The main perceived similarities between the two phyla lie in their phonological systems. However, their grammars are quite different.

===Main similarities===
Both phyla are characterised by high levels of phonetic complexity, including the widespread usage of secondary articulation. Ubykh (Northwest) has 84 consonants, and Archi (Northeast) is thought to have 76.

A list of possible cognates has been proposed. However, most of them may be loanwords or simply coincidences, since most of the morphemes in both phyla are quite short (often just a single consonant).

=== Main differences ===
The Northeast Caucasian languages are characterised by great morphological complexity in the noun. For example, in Tsez, a series of locative cases intersect with a series of suffixes designating motion with regard to the location, producing an array of 126 locative suffixes (often – depending on the analysis – described as noun cases).

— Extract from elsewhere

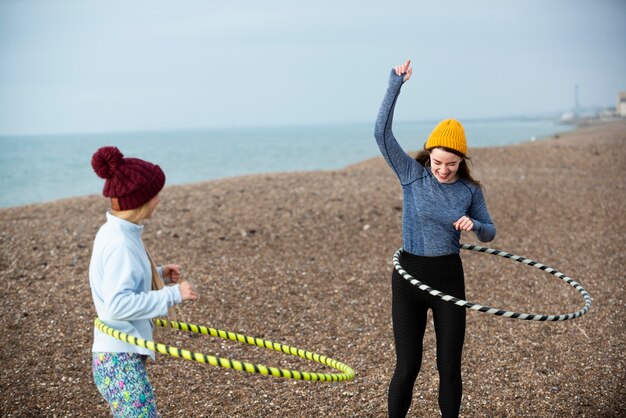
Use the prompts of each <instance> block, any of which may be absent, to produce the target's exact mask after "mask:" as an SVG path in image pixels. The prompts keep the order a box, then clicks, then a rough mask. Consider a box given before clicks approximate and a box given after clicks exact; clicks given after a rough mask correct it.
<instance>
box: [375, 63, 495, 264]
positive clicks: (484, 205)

By contrast, the Northwest Caucasian noun systems are relatively poor in nominal morphology, usually distinguishing just two or three cases. However, they make up for it by possessing a very complex verbal structure: the subject, the direct object, the indirect object, benefactive objects and most local functions are expressed in the verb.

=== Some comparisons ===

Personal pronouns
| Person | Northeast Caucasian |  |  |  |  | PNWC | PNC |
| PN | PDL | PLK | PAAT | PNEC |
| 1sg | *su- | *du | *zʷə- | dV_{pal} | *zʷə- | *sA | *zoː |
| 2sg | *ħu- | *ħʷə | *ʁʷə- | dV_{lab}/mV | *ʁʷə- | *wA | *u̯oː/*ʁwVː |
| 1pl-i | *way | *-χːa | *χːə- | *iλiː | *łiː- (?) | *šʲə/tːa/χːa | *Läː |
| 1pl-e | *tχu- | *žu | *žʲə | *išiː | *z⇨ʲə- | *ži |
| 2pl | *šu- | *-šːa/zu | *žʷə | *bišːdi | *z⇨ʷə- | *sʷV | *źwe |

Abbreviations: PN = Proto-Nakh, PDL = Proto-Dargi-Lak, PLK = Proto-Lezgic-Khinalugh, PAAT = Proto-Avar–Andic–Tsezic, PNEC = Proto-Northeast Caucasian, PNWC = Proto-Northwest Caucasian, PNC = Proto-North Caucasian; i = inclusive, e = exclusive

| Number | PNEC (S) | PNEC (N) | PNWC (Ch) | PNWC (Co) | PNC (S) |
|---|---|---|---|---|---|
| 1 | *c(h)a | #c(ʕ)V | *za |  | *cHǝ̆ |
| 2 | *qʷ’a |  | *t’qʷ’a | *t’q’o | *q̇Hwǟ |
| 3 | *ɬeb (?) |  | *λ:ə | *(y-)x̂ə/a | *ƛHĕ |
| 4 | *əmq(ʷ)’i |  | *p’λ’a |  | *hĕmq̇ɨ |
| 5 | *x̂ʷə | #(W)=ƛƛi/ƛƛwi | *sx̂ʷə | *(w-/y-)ćx̂ə | *f_ɦä̆ |
| 6 | *re^{n}ɬə- |  | *ɬʷə | *(w-)x̂cə | *ʔrǟnƛ_E |
| 7 | *u̯ərδ (?) |  | *bδə |  | *ʡĕrŁ_ɨ̆ |
| 8 | *^{m}bərδ |  | --- | *(w-/y-)ɣə/a | *bǖnŁ_e (˜-a) |
| 9 | *wərč’ |  | *bğʷʲə | *-ɣə́ | *ʔĭlć̣wɨ |
| 10 | *wəc’ |  | *bć’ʷə | *(p-/w-)źə́/źá | *ʡĕnc̣Ĕ |

Abbreviations: PNEC (S) = Schulze, PNEC (N) = Nichols, PNWC (Ch) = Chirikba, PNWC (Co) = Colarusso, PNC (S) = Starostin & Nikolayev

==Criticism==
Not all scholars accept the unity of the North Caucasian languages, and some who believe that the two families are related do not accept the methodology used by Nikolayev and Starostin.